The pancreas has an important role in the body in the creation of hormones and enzymes that support exocrine and endocrine functioning.
- Insulin, which goes into the bloodstream (for endocrine functioning)
- Digestive enzymes such as trypsin, amylase and lipase (for exocrine functioning), which allow digestion of ingested food
The enzymes from the pancreas drain into the small intestine (duodenum) through the ampulla of Vater.
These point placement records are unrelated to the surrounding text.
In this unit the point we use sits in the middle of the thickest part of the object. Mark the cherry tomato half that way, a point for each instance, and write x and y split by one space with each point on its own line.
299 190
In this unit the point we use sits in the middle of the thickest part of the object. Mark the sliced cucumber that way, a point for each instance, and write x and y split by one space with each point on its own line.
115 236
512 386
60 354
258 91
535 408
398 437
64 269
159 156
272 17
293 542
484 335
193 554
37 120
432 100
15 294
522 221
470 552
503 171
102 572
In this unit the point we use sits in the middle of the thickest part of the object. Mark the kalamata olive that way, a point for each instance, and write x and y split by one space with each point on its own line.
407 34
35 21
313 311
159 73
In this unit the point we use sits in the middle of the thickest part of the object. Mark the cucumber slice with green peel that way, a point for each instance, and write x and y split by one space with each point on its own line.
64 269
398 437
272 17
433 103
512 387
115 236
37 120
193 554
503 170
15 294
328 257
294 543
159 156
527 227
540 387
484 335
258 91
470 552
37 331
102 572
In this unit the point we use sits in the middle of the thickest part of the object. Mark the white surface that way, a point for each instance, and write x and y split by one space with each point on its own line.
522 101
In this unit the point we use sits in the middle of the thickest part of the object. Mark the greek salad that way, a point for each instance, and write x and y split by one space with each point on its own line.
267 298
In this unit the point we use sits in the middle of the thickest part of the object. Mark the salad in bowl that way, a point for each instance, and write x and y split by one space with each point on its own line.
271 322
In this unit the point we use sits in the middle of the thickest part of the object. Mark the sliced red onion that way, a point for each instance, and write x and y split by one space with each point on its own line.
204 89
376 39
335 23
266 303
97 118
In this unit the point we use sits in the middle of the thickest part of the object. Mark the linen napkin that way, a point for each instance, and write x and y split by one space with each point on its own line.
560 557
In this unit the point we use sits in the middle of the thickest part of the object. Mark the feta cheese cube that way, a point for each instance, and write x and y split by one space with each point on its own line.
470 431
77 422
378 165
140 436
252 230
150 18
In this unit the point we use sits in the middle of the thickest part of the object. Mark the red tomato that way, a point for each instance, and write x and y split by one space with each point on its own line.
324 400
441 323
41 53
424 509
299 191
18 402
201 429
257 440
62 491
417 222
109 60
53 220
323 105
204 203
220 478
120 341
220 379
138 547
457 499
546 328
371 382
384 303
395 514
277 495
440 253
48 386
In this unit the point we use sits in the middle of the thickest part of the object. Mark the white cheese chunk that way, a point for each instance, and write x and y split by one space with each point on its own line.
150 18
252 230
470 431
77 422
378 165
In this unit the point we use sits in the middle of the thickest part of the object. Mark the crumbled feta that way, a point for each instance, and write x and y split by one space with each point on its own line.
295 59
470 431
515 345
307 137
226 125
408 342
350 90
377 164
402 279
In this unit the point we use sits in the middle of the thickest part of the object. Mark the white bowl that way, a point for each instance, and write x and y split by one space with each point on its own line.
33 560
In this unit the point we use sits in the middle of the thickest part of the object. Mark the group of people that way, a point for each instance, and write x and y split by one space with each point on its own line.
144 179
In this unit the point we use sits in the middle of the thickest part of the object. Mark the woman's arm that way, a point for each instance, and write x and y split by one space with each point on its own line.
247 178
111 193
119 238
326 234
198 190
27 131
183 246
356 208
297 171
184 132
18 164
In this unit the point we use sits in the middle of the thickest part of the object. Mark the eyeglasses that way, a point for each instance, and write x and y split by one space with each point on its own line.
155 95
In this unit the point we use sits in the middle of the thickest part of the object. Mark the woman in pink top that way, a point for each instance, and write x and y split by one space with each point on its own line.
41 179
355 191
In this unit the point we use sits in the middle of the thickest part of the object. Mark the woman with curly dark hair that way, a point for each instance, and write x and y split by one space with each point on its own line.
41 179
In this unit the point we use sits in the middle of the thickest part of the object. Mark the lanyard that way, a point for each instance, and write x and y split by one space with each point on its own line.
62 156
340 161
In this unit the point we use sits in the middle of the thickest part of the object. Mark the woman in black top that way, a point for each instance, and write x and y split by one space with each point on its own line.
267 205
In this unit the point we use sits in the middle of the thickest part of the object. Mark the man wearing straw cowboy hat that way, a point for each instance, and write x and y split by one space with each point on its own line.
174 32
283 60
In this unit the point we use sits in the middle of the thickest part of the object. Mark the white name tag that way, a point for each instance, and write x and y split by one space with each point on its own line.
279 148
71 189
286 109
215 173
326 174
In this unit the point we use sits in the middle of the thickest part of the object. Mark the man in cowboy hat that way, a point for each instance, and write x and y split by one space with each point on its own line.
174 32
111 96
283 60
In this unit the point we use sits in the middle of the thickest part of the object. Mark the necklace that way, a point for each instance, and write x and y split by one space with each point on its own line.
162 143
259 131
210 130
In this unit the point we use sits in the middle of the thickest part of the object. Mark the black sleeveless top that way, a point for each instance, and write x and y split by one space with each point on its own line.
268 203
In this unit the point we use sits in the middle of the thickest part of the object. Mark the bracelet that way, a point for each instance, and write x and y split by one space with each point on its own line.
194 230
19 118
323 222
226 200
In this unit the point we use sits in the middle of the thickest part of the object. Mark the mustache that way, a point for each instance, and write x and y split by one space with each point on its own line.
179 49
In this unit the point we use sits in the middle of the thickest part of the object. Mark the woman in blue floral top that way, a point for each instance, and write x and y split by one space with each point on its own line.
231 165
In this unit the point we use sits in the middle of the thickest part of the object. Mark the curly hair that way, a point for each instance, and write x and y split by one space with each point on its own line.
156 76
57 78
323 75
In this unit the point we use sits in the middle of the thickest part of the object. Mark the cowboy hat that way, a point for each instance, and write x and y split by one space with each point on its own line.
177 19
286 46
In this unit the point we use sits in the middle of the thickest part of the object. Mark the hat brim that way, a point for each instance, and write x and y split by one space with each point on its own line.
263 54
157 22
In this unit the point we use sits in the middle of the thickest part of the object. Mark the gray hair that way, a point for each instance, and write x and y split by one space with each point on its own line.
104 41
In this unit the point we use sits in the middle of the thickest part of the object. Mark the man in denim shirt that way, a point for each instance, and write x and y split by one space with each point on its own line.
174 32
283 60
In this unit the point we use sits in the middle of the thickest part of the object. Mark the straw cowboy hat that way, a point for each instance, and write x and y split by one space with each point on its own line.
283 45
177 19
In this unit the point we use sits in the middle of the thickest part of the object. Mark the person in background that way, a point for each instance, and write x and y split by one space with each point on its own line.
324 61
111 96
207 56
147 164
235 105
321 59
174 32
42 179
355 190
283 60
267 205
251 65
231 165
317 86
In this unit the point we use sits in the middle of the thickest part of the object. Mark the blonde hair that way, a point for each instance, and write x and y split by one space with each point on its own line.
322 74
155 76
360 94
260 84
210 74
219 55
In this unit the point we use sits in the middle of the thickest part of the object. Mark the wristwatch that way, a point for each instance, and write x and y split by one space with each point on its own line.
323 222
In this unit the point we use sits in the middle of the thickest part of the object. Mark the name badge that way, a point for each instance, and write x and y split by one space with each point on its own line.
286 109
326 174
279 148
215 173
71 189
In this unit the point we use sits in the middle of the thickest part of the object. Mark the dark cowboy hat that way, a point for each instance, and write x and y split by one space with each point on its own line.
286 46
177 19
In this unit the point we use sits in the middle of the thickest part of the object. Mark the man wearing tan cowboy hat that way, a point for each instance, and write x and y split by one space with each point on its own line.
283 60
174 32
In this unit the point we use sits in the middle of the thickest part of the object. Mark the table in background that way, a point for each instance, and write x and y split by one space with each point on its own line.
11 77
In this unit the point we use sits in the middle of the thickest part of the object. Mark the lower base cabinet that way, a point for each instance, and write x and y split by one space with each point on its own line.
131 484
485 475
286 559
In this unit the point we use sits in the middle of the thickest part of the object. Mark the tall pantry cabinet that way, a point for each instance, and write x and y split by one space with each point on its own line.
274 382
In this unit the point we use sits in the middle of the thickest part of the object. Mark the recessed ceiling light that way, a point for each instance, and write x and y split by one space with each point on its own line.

The ampulla of Vater also drains liquids made by the liver called bile, which is initially stored in the gallbladder and then secreted via the common bile duct through the ampulla and into the duodenum.
Conditions We Treat
Our pancreaticobiliary disease team combines specialized surgeons, gastroenterologists, endoscopists, radiologists and oncologists to address pancreaticobiliary conditions, including:
- Bile duct stones
- Acute, recurrent and chronic pancreatitis
- Autoimmune pancreatitis
- Hereditary pancreatitis
- Pancreatic cancer
- Pancreatic stones
- Congenital diseases of the bile ducts
- Cystic lesions of the pancreas
- Stones and strictures of the pancreas
- Noncancerous tumors of the pancreas and bile ducts
- Leakage in the bile ducts or pancreatic ducts
Our gastrointestinal endoscopists are world leaders in the field of endoscopic ultrasound (EUS). EUS is a procedure that combines videoendoscopy and ultrasound, which allows visualization of the pancreaticobiliary system during an upper endoscopy.
EUS is the most accurate method of detecting stones and tumors in this area.
Endoscopists can then use selective endoscopic retrograde cholangiopancreatography (ERCP), a procedure that combines X-ray and video endoscopy technologies, to remove stones and place stents into the bile ducts.